Single Quantum Dots-based Light Source: Near Field & Cellular Arrays Imaging

Sponsored by: NSF EPDT award, NSF IMR award, and Oak Ridge National Laboratory, Department of Energy.

The objective of this research is to develop a novel near-field scanning probe with sub-diffraction-limit resolution by directly fabricating nanometer sized light source on the tip, and to use the probe to characterize the distribution of multi-stage combinatorial directed nanovectors in tissues and living cells for tumor characterization and destruction.


The expected light source size is 10-50 nm, an order of magnitude smaller than that of a current NSOM.  The research will likely open many exciting opportunities in biomedical and industrial applications including near-field microscopy of sub-cellular structures, direct material patterning, ultra high-density data storage, and compact light-on-chip biosensors and biochips. The emission wavelength of the probe will cover the spectrum from near-UV to the visible range with imaging resolutions well beyond the diffraction limit.  The concept of “Nano-LED at-tip” using silicon technology was originated in the Zhang Lab in 2006.  The technology has attracted increased attention from both MEMS and Nanodevice communities as well as from materials and medical imaging researchers around the world.  The preliminary studies using Nano-LEDs made of doped silicon oxide, or light emitting quantum dots on a probe tip integrated with conventional NSOM (in collaboration with Professor David Vanden Bout, UT Austin, Biochemistry), have shown great promise.  It was the first time that apertureless images have been acquired with a light source embedded in a scanning probe tip.

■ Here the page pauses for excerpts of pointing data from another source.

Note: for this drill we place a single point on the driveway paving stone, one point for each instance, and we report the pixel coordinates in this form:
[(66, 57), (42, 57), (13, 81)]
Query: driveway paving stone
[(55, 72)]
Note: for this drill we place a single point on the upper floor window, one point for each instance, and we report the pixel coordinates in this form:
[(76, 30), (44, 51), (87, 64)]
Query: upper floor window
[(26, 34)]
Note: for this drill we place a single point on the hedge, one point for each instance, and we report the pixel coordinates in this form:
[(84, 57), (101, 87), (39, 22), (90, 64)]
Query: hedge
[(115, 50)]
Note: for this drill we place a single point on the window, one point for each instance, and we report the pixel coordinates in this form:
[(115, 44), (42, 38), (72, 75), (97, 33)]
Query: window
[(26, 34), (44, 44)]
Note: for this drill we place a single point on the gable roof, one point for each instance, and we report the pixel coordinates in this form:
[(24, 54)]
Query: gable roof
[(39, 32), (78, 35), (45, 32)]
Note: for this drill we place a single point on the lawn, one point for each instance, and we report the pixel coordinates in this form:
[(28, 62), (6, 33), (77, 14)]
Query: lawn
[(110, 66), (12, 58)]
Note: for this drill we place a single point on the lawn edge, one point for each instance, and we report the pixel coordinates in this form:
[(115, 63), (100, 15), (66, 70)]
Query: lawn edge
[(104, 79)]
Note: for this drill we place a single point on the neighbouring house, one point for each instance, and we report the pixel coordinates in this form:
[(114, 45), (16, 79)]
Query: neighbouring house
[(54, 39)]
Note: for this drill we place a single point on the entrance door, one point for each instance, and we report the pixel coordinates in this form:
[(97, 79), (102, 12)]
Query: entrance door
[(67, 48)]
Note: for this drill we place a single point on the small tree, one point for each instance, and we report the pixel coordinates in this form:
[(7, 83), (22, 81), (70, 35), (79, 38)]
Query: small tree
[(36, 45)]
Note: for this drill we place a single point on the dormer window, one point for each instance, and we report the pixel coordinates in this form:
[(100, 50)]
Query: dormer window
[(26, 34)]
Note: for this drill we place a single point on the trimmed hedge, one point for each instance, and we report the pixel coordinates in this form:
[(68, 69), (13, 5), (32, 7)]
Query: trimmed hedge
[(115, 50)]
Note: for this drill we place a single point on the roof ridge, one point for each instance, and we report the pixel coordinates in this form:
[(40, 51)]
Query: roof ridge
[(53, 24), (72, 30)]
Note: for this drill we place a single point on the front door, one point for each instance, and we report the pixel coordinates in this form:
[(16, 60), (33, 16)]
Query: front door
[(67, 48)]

We also demonstrated quantum dot based light emitting diodeson surfaces, fabricated by microcontactprinting of a well defined-geometry of CdSe/ZnS nanoparticles films onto p type silicon substrate.The structure of QD-based LEDs consists of multi-layers of inorganic materials: the combination of Au(thickness: 5nm) and Ag(12 nm) as the cathode or Al(20nm), ZnO:SnO2 (ratio 3:1, 40 nm) as the electron transporting layer, CdSe/ZnS particles as the light emission layer, 1 nm SiO2 as an energy barrier layer, and p-silicon as the hole transporting layer. The creation of quantum dot monolayer can be done at room temperature using microcontact printing via PDMS.

Patterning technique enables site-controlled patterning and controlled feature size of light emitting area with greater accuracy. We utilize a stamping technique for patterning colloidal QDs with well-defined geometry. It is possible to accurately define multicolor light sources on a single substrate, which open up the possibilities for creating microsystems for imaging and sensing cancer cell lines. We have imaged, MDA 435 cancer cell samples excited by the quantum dot based inorganic light emitting diodes on silicon to demonstrate the capabilities of the device created.